Nel modo più semplice che si possa
immaginare, un demo spedito per posta. Il nostro sound
ha fatto rizzare le antenne a Paolo Naselli ed è scaturito
un primo contatto che passo passo ci ha portato qui.
Abbiamo capito fin da subito che con Paolo avremmo lavorato
in un modo nuovo e più professionale quindi è stato
naturale che ci accasassimo con lui. Siamo molto soddisfatti
di come sta lavorando ed è un onore far parte di una
scuderia così ricca di buone band.
Ci sono piaciute particolarmente "Stock phrase",
"Sunday morning", "Keys from the bunch" e "Watershed".
Ci dite qualcosa su queste canzoni.
"Sunday Morning" fa parte di un primo "lotto" di canzoni
composte prima dell'arrivo di Edoardo, il secondo chitarrista,
è nata giocando con una accordatura aperta che nel riff
portante dà un particolare effetto avvolgente e malinconico.

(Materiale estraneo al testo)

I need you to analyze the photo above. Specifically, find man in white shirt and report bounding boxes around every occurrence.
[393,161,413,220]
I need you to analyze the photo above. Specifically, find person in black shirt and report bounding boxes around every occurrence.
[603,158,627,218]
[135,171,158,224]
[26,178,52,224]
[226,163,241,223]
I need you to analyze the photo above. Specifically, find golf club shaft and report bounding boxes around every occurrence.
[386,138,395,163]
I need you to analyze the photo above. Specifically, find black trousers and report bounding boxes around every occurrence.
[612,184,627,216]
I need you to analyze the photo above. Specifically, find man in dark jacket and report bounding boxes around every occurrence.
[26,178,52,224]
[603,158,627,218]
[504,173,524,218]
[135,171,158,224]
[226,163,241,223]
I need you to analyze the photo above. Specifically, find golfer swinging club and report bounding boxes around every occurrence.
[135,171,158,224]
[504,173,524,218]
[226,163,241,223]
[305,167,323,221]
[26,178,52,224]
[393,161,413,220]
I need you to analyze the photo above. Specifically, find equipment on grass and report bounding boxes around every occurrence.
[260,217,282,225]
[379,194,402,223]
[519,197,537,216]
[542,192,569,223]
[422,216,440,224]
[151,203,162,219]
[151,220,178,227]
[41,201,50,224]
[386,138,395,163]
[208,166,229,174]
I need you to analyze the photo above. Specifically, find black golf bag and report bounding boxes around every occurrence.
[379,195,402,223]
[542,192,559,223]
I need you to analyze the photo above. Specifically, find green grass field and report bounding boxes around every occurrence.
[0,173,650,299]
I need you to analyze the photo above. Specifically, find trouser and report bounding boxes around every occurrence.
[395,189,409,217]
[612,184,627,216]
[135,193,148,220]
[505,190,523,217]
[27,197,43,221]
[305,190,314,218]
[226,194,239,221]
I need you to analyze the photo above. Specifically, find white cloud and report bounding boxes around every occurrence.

Il pezzo è stato poi rifinito con Edoardo che ha dato
il tocco necessario per far sì che la canzone spiccasse
il volo.
"Stock Phrase" è forse uno dei pezzi più strambi che
mi sia capitato di comporre, nonostante sia legato alla
forma canzone le parti di chitarra sono molto intricate
e nonostante ciò ne scaturisce una irresistibile atmosfera
pop.
Anche "Watershed" nasce giocando con le accordature
della chitarra, questo pezzo ha il pregio di essere
nato nell'arco di due o tre prove senza particolari
sforzi, magia! Eravamo partiti con l'idea di dargli
un taglio più aggressivo poi durante le registrazioni
è scaturito questo mood inconsueto che ancora oggi ci
lascia increduli su come possa essere scaturito.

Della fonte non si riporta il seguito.